Muslim Brotherhood pressures Egyptian generals to give up power.
To them, naturally. I hope the Muslim Brotherhood plans on ruling as a secular party. As doubtful as that seems, the actual on-the-ground revolutionaries support the democratically elected MB president-elect. It's their country - their revolution - so let's hope MB ain't a theocratic wolf in secular sheep's clothing. For all our sakes.
Chants of "God is great" and "down with military rule" rang out and supporters spilled out into the streets to celebrate. Their headquarters sit across the road from the interior ministry, which once housed many Brotherhood members behind its high walls.

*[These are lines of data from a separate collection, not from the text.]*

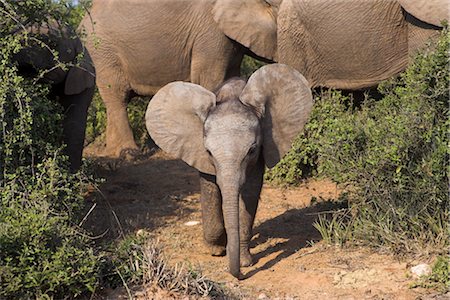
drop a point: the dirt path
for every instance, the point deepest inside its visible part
(161, 195)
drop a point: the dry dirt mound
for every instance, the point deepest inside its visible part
(161, 196)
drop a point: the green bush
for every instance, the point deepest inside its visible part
(390, 154)
(43, 251)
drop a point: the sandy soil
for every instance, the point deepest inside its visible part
(160, 195)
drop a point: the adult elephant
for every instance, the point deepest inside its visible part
(354, 44)
(139, 46)
(73, 85)
(346, 44)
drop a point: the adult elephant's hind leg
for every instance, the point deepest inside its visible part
(115, 95)
(212, 216)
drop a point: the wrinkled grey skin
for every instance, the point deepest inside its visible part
(229, 137)
(233, 139)
(73, 88)
(345, 44)
(140, 46)
(350, 44)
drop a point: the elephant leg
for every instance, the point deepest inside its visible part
(248, 205)
(75, 117)
(210, 67)
(212, 216)
(115, 95)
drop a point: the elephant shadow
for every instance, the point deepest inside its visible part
(288, 233)
(140, 195)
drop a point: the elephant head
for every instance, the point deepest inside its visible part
(224, 134)
(74, 84)
(252, 23)
(62, 39)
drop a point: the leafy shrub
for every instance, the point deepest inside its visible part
(139, 260)
(43, 251)
(390, 154)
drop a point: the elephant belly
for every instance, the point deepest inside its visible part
(347, 44)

Shafiq's team dismissed the Brotherhood's celebrations as premature and said their own tallies suggested that a win for their candidate was "beyond all doubt". Initial results contain a margin of error of about two percentage points and both sides can launch appeals against the conduct of the vote before official results are announced on Thursday. But by Monday evening it seemed increasingly likely that Morsi had done enough to become the first democratically elected president in Egypt's history.

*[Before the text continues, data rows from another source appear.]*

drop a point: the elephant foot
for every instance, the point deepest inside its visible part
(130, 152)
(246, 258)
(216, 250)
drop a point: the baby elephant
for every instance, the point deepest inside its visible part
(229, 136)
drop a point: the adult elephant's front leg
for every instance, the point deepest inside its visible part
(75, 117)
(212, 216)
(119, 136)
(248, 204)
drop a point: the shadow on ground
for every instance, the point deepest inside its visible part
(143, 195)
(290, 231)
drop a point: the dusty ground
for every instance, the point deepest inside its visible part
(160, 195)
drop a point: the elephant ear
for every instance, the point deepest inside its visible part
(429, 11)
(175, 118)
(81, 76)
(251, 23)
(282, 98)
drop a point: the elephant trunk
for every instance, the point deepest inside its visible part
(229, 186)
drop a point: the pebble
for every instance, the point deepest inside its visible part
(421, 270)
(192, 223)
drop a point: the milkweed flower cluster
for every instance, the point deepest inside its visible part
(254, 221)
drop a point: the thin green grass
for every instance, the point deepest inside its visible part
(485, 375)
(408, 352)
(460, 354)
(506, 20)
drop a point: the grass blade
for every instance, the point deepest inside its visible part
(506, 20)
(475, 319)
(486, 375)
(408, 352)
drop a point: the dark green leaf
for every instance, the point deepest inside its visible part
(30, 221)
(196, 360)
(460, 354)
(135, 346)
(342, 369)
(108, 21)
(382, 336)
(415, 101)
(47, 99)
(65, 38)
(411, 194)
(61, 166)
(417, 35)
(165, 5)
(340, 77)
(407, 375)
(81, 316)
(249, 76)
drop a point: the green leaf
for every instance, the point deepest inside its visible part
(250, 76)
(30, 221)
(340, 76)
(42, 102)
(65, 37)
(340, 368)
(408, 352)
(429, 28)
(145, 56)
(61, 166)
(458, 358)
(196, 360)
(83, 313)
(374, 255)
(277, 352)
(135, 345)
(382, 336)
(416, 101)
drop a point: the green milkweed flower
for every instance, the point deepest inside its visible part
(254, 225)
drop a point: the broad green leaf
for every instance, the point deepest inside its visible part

Revolutionaries expressed optimism that that the twists and turns of the past week would reanimate the struggle for change. "I'm not pessimistic at all," said Salma Said, a 26-year-old campaigner with the alternative media collective Mosireen. "I think the fight is going to be tougher, just like any game gets harder in the later levels, but what the revolutionaries really need to do now is unite.
"People are already making lists of urgent demands to put to the new president and which must be met within the next few months. Now we can stop being distracted by elections and get back to work on what's really needed: releasing military prisoners, retrying those convicted in military courts, implementing a minimum and maximum wage, and so on."
Said said the Brotherhood had consistently weakened the revolutionary front but a Morsi victory was preferable to a Shafiq one because it opened up new political space and allowed revolutionaries to move beyond rallies in Tahrir Square and engage with Egyptians in bigger and more creative ways.